= A Grammar of Mam, a Mayan Language =

1983 grammar book

A Grammar of Mam, a Mayan Language is a non-fiction book by Nora C. England, published in 1983 by the University of Texas Press.

It is a grammar of the Mam language. The variety of Mam documented in this book is that of San Ildefonso Ixtahuacán.

==Background==
The author had published a PhD thesis in 1975, and the book originates from this. Much of the development of the book stemmed from England's work with the Proyecto Lingüístico Marroquín, something noted in the book's introduction. The author had done relevant field work beginning in 1971, and it went up to circa the publication of the book.

==Contents==

There are nine chapters, including the introduction. An analyzed text is one of the appendices, and there are two others.

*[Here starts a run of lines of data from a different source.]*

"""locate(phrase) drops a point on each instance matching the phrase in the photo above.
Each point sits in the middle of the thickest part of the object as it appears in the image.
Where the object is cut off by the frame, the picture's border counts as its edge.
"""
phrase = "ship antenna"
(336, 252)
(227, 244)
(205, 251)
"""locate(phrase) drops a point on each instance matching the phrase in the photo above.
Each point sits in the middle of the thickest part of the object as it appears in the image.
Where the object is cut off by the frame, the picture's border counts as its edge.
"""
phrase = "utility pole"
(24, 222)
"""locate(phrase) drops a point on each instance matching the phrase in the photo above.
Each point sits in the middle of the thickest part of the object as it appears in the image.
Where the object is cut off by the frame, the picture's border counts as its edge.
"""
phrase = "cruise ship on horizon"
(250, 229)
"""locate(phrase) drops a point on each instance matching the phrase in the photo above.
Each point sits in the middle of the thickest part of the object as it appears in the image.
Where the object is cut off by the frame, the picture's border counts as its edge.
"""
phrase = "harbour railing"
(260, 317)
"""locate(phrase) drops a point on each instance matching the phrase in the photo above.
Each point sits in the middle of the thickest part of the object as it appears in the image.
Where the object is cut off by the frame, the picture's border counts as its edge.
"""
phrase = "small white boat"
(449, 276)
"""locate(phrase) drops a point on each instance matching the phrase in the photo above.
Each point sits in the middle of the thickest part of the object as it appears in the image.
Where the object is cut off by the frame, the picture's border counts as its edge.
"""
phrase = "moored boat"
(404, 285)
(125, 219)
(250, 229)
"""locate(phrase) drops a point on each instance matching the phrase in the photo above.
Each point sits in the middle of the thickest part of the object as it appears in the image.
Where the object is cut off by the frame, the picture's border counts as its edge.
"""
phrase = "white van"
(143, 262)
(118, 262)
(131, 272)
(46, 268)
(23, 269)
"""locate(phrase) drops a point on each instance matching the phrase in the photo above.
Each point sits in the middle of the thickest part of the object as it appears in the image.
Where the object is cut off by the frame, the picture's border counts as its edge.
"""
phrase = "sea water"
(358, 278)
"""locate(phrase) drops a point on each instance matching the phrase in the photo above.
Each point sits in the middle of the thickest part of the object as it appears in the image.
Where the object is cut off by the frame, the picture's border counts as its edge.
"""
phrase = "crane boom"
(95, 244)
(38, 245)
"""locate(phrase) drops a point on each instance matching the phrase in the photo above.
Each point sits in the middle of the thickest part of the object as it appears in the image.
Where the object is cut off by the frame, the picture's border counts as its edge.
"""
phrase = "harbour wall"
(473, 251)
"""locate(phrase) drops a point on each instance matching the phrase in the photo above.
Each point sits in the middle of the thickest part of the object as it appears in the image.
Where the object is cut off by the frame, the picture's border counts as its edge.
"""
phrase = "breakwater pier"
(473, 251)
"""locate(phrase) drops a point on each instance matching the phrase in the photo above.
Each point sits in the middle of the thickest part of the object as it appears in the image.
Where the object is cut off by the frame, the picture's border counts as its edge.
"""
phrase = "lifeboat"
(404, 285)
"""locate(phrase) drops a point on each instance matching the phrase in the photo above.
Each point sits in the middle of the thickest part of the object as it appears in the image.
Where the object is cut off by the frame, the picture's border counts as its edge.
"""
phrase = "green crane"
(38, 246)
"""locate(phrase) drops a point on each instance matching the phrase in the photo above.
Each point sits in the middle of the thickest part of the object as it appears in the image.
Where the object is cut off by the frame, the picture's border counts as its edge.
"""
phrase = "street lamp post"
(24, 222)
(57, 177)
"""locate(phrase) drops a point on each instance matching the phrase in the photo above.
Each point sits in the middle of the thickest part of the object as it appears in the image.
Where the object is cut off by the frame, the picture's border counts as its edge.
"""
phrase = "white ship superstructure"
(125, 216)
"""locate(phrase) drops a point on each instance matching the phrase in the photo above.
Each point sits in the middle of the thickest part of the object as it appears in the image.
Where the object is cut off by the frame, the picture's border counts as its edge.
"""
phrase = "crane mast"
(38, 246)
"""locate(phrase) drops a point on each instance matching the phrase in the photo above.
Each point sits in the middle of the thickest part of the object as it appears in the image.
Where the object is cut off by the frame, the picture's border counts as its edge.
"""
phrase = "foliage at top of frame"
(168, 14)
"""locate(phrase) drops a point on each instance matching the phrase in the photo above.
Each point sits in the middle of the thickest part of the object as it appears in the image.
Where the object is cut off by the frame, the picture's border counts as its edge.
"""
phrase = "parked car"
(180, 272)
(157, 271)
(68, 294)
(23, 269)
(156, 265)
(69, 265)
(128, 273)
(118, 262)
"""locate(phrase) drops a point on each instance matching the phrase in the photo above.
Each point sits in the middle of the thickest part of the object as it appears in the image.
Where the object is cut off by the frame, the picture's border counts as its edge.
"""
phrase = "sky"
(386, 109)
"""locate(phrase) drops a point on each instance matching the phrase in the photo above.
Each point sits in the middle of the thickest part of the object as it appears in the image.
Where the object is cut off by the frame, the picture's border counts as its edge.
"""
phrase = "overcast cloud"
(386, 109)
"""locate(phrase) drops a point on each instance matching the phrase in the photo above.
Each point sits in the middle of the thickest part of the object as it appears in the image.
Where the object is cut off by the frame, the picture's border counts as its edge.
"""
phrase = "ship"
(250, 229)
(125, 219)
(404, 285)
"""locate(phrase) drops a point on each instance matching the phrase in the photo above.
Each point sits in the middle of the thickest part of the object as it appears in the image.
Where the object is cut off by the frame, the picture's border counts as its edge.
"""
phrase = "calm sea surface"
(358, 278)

The initial four chapters have morphological and phonological information.

William F. Hanks of the University of Chicago described the writing style as "relatively informal".

==Reception==
Louanna Furbee of the University of Missouri described the book as "both lucid and approachable." Furbee stated that the information in the book is "readily" available.

Hanks stated that the book is "a generous and clear picture of an extremely interesting language". He stated that the book's lack of delving into "theoretical implications" is the "weakness" of the work. According to Hanks, "E's description of Mam has weaknesses as well as outstanding strengths."